Since the early 1990s, guided munitions have allowed the U.S. military to precisely strike targets from afar. Today, in an era of robust electronic warfare and GPS-denial, that capability is no longer assured. DARPA created the Precise Robust Inertial Guidance for Munitions (PRIGM) program to develop inertial sensor technologies that enable positioning, navigation, and timing (PNT) in GPS-denied environments. As part of the work, PRIGM:AIMS is exploring alternative technologies and modalities for inertial sensing, including photonic and MEMS-photonic integration.
Last week, a PRIGM:AIMS performer team led by the University of California, Santa Barbara, published results in Nature Photonics describing new chip-scale Brillouin laser technology that was demonstrated to support an optical gyroscope and a low-phase-noise photonic oscillator.
Integration of these lasers could dramatically reduce the cost and footprint for applications of military interest such as atomic clocks, inertial sensors, other sensor types, and ultrahigh-capacity fiber networking.

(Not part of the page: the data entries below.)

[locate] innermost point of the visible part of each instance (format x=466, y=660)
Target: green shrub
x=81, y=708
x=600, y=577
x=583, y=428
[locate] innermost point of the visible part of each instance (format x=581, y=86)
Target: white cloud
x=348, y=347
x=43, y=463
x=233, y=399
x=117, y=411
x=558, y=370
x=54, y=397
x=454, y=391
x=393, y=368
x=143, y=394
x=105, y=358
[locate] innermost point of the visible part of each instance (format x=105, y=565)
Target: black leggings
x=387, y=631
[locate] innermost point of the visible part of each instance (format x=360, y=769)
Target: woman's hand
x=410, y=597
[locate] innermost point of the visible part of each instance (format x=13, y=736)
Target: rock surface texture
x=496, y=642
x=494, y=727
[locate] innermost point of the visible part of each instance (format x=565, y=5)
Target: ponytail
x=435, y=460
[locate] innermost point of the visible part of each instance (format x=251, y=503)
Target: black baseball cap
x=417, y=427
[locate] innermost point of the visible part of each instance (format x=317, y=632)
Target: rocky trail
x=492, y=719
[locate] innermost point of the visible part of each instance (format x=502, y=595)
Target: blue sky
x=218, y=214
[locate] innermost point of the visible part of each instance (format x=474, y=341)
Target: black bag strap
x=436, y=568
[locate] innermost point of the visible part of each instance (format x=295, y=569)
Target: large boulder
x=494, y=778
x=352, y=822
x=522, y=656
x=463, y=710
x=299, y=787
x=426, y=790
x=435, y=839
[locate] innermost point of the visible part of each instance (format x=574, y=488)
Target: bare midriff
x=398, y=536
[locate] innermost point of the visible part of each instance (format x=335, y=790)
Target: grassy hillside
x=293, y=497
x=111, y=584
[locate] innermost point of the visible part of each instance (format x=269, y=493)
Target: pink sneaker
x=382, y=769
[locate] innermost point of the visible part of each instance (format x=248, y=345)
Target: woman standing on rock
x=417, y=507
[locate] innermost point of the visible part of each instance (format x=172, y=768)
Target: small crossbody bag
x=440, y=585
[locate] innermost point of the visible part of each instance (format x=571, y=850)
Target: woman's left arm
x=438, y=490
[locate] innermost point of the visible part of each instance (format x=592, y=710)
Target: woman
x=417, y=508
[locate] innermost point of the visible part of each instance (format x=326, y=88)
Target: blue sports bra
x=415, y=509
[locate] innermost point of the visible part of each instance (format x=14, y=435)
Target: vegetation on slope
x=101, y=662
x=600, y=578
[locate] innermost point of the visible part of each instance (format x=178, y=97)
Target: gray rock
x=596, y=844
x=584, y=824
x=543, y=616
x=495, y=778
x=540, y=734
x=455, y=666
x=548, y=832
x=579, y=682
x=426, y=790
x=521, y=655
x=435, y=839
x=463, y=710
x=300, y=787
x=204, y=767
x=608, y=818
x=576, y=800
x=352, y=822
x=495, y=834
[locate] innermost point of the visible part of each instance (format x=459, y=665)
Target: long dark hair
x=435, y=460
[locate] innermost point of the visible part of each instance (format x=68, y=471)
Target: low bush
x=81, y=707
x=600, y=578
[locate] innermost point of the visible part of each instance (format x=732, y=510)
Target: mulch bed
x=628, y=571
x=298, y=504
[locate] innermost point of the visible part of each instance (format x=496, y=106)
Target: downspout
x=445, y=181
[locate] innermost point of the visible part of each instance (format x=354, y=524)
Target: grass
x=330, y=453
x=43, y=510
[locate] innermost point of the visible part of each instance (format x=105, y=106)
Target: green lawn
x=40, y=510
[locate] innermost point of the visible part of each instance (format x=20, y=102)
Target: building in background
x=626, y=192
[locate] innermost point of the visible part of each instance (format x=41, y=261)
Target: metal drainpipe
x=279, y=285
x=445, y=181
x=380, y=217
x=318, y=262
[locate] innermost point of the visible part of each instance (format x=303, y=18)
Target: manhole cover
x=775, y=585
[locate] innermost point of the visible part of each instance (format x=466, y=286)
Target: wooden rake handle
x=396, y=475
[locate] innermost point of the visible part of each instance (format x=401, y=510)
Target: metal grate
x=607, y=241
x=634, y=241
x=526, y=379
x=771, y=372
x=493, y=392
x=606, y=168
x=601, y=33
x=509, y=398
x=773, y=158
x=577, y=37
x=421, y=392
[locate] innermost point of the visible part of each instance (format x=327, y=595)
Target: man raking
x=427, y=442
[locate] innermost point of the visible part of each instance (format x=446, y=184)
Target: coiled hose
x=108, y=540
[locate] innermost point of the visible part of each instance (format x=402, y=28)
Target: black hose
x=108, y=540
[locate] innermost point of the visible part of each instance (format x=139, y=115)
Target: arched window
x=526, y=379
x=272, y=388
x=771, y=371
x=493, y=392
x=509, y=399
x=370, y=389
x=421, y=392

Abstract: Brillouin Lasers
Spectrally pure lasers, the heart of precision high-end scientific and commercial applications, are poised to make the leap from the laboratory to integrated circuits. Translating this performance to integrated photonics will dramatically reduce cost and footprint for applications such as ultrahigh capacity fibre and data centre networks, atomic clocks and sensing. Despite the numerous applications, integrated lasers currently suffer from large linewidth. Brillouin lasers, with their unique properties, offer an intriguing solution, yet bringing their performance to integrated platforms has remained elusive. Here, we demonstrate a sub-hertz (~0.7 Hz) fundamental linewidth Brillouin laser in an integrated Si3N4 waveguide platform that translates advantages of non-integrated designs to the chip scale. This silicon-foundry-compatible design supports low loss from 405 to 2,350 nm and can be integrated with other components. Single- and multiple-frequency output operation provides a versatile low phase-noise solution. We highlight this by demonstrating an optical gyroscope and a low-phase-noise photonic oscillator.